It was a lovely early summer day in the Shire. The hedgerows were dense with wildflowers and alive with birdsong. The wedding feast for Bilbo’s young cousins Drogo and Primula was rolling along in the midst of a meadow. 

At the edge of the tent Bilbo gazed out over the fields, leaning against a great old tree, and took a leisurely smoke. “Share a light, old fellow!” said Idelherd Brock. He was a good-looking, witty fellow, whom everyone called Idle. 

The bride and groom were coming round with their greetings.

“Cousin Bilbo, the wine was splendid, we can’t thank you enough!’ cried Drogo.

“Hello, Idle! You’re looking very handsome today!” said Primula, who was a distant relation of his.

“Bilbo, when are we going to have a feast like this for you so we can return the favor?” said Drogo.

“Oh, you know me!’ said Bilbo. “Never have been one to settle down.”

“Nonsense, you spend too much time with your books as it is! You’re all _too_ settled, if you ask me!” said the bride. She was given to a spritely bossiness that Drogo no doubt found charming. “Have you met Clematis Tunnelly, my bridesmaid?

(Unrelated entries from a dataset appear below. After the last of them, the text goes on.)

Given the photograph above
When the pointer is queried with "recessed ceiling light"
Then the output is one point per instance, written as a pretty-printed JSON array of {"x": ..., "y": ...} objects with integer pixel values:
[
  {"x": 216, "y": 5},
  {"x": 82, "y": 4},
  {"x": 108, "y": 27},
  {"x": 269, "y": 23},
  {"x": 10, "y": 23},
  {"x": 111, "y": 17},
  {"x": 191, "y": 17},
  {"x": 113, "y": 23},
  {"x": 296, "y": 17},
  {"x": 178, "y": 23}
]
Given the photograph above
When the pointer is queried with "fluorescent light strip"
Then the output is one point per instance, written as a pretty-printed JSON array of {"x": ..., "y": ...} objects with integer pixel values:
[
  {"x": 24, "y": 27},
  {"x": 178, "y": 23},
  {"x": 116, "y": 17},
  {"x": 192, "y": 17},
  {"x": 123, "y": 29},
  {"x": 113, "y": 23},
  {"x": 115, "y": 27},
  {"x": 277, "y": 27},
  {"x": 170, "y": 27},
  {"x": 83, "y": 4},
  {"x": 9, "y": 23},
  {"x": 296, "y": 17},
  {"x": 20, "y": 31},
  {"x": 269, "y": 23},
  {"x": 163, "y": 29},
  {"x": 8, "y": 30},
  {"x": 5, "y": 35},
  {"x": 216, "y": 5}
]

She’s clever, just like you!” Primula was yanking on the arm of a reluctant hobbit-maid, who seemed to wish herself elsewhere.

“Baggins, see you later for that drink?” said Idle. He sauntered away, hands in his pockets. Clematis looked after him, wistfully. “Good luck with that,” Bilbo thought.

 

#

Another early task the Dwarves had set to in repairing Erebor was the restoration of the steam baths. They were glorious, all carved marble and truly hot water warmed by cleverly-hidden boilers, which was sent through taps where you could blend hot and cold to the perfect level of comfort. The whole room full of big puffs of steam. Crowds of Dwarrow often used it at the same time, dams and men together, even, which scandalized him. He liked to find a quiet time early in the morning or late at night and go in all by himself. 

One day he went for his private bath, and saw that someone had found a enormous ornate looking-glass and set it against one wall. At first he felt the familiar frisson of _shock_ that the Khazâd’s shame-free culture so often gave him— _They didn’t! Oh but they did!_ —and then he laughed at himself and then he went up to it and looked. The glass was much scratched, but still one got a good view of oneself from feet to face, in a way he hadn’t in a long, long time.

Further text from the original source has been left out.